Furthermore, the proper treatment of AD is of key importance for controlling pruritus, as the disease severity was the major clinical parameter influencing itching intensity. It must be mentioned that our results might be influenced by the fact that the SCORAD index contains a VAS scale for itching evaluation as a part of AD severity assessment and it may produce some bias in the interpretation of the data. However, the strongest relationship was found between the SCORAD index and 4-point questionnaire scoring, suggesting that AD severity is indeed an important parameter influencing pruritus severity. In addition, Darsow et al. (10) also observed a significant correlation between pruritus intensity, as measured by the Eppendorf itch questionnaire, and AD severity evaluated by SCORAD (r = 0.33, p < 0.05). However, they noticed that the pruritus scoring was skewed to higher intensities compared with objective SCORAD (10). Moreover, some items defined as “compulsive, ecstatic component” (items of pleasure, loss of control, pulsating and a warm sensation in association with taking action against the itch by pinching or setting about it) were statistically independent from objective SCORAD (10).

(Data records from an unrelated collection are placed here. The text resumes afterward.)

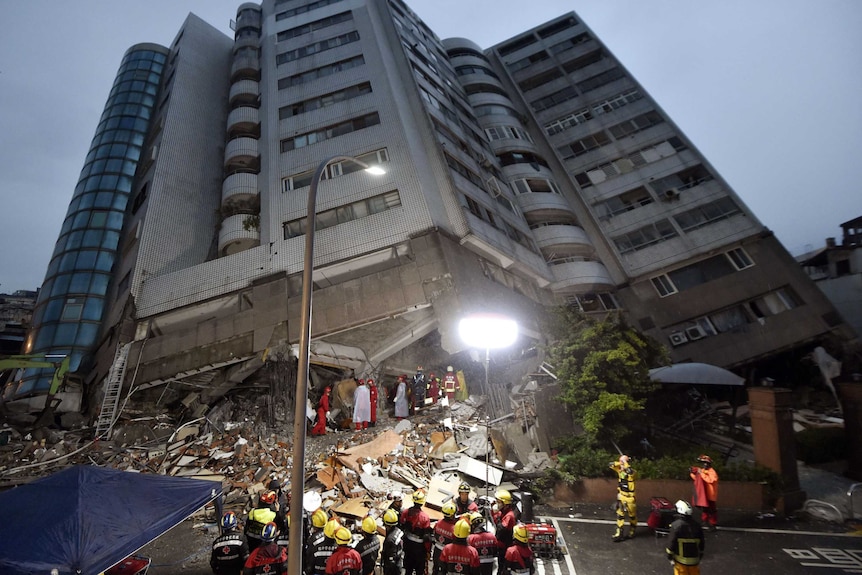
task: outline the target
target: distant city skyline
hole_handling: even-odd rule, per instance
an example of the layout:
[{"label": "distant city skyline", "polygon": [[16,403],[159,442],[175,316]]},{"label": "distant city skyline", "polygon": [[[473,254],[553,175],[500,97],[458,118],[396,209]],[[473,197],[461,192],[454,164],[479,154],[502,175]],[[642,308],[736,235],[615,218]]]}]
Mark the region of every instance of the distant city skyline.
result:
[{"label": "distant city skyline", "polygon": [[[241,4],[11,4],[0,38],[0,293],[44,279],[127,48],[169,45],[188,12],[225,34]],[[441,38],[483,48],[575,11],[792,254],[862,215],[862,3],[407,0]],[[513,18],[513,14],[518,14]],[[744,15],[744,17],[742,17]],[[668,63],[671,63],[669,65]]]}]

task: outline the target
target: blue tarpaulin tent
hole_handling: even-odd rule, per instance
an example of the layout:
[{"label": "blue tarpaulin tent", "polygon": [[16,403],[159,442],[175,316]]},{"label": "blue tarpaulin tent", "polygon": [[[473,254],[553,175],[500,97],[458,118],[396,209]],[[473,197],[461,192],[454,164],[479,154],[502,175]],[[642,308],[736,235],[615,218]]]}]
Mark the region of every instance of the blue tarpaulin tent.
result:
[{"label": "blue tarpaulin tent", "polygon": [[0,493],[0,573],[97,575],[220,494],[213,481],[70,467]]}]

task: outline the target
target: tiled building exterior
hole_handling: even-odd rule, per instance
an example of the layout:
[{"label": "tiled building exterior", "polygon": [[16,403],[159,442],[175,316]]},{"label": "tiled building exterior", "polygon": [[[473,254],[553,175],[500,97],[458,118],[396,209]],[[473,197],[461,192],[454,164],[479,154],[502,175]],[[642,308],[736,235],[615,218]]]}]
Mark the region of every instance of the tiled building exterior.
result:
[{"label": "tiled building exterior", "polygon": [[[400,0],[265,0],[238,8],[235,38],[190,15],[172,46],[127,59],[140,51],[164,68],[151,108],[127,110],[148,127],[119,190],[111,267],[92,272],[112,281],[95,294],[47,285],[86,251],[63,243],[64,224],[31,334],[32,351],[98,350],[82,365],[92,388],[128,342],[126,381],[144,386],[229,383],[295,345],[311,174],[340,155],[387,173],[336,162],[319,186],[313,361],[412,369],[403,350],[434,330],[462,350],[457,320],[476,312],[541,340],[540,310],[563,302],[623,308],[675,360],[730,368],[843,336],[793,258],[574,13],[482,49],[439,40]],[[103,131],[69,230],[98,211],[78,199],[109,153]],[[42,335],[63,329],[70,298],[82,313],[99,300],[98,337]]]}]

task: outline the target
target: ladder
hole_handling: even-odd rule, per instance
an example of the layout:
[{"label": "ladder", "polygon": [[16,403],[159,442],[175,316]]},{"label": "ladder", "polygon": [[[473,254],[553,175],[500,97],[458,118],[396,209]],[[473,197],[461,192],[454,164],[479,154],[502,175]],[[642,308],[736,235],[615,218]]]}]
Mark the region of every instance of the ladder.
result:
[{"label": "ladder", "polygon": [[102,409],[96,420],[96,439],[105,437],[114,426],[114,418],[117,415],[117,406],[120,403],[120,392],[123,389],[123,378],[126,375],[126,360],[129,357],[129,348],[132,342],[117,346],[114,355],[114,363],[108,370],[108,378],[105,382],[105,397],[102,400]]}]

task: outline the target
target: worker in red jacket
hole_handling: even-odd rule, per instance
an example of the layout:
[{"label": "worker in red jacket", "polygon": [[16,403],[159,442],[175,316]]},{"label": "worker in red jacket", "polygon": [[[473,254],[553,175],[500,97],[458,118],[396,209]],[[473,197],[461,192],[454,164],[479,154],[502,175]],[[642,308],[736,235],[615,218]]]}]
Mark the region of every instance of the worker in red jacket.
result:
[{"label": "worker in red jacket", "polygon": [[320,396],[320,401],[317,402],[317,421],[311,429],[312,435],[326,435],[326,417],[329,415],[329,395],[332,393],[332,388],[328,385],[323,390],[323,395]]},{"label": "worker in red jacket", "polygon": [[350,547],[353,537],[347,527],[339,527],[335,532],[338,548],[326,560],[326,575],[362,575],[362,557]]},{"label": "worker in red jacket", "polygon": [[368,384],[368,395],[371,398],[371,427],[377,425],[377,384],[374,383],[373,379],[369,379]]}]

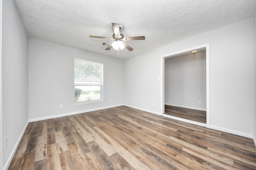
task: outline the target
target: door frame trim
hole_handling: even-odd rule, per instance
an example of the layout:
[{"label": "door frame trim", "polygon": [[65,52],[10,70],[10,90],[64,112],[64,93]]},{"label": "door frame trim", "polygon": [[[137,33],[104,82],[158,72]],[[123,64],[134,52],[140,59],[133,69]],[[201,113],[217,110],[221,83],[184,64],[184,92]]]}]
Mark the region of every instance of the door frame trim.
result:
[{"label": "door frame trim", "polygon": [[210,127],[210,45],[209,43],[185,49],[170,53],[161,56],[161,113],[162,115],[164,113],[164,64],[165,59],[177,55],[190,51],[206,48],[206,127]]}]

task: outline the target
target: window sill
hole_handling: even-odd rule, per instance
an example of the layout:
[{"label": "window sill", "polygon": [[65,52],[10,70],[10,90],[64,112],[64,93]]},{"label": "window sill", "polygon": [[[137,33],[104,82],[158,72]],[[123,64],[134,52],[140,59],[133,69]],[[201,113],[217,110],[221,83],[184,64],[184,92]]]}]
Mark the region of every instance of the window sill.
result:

Nevertheless, in our opinion, disease severity should still be considered as the major parameter determining itch intensity in AD. Other factors, such as age or disease duration, might also be of some importance, but this requires further investigation.
In conclusion, itch is one of the major problems experienced during the course of AD. It has a chronic and refractory character and may be intensified by many endogenous and exogenous factors. The effects of treatment are often partial and of short duration. Thus, further research is required to determine better therapeutic options for 10 patients.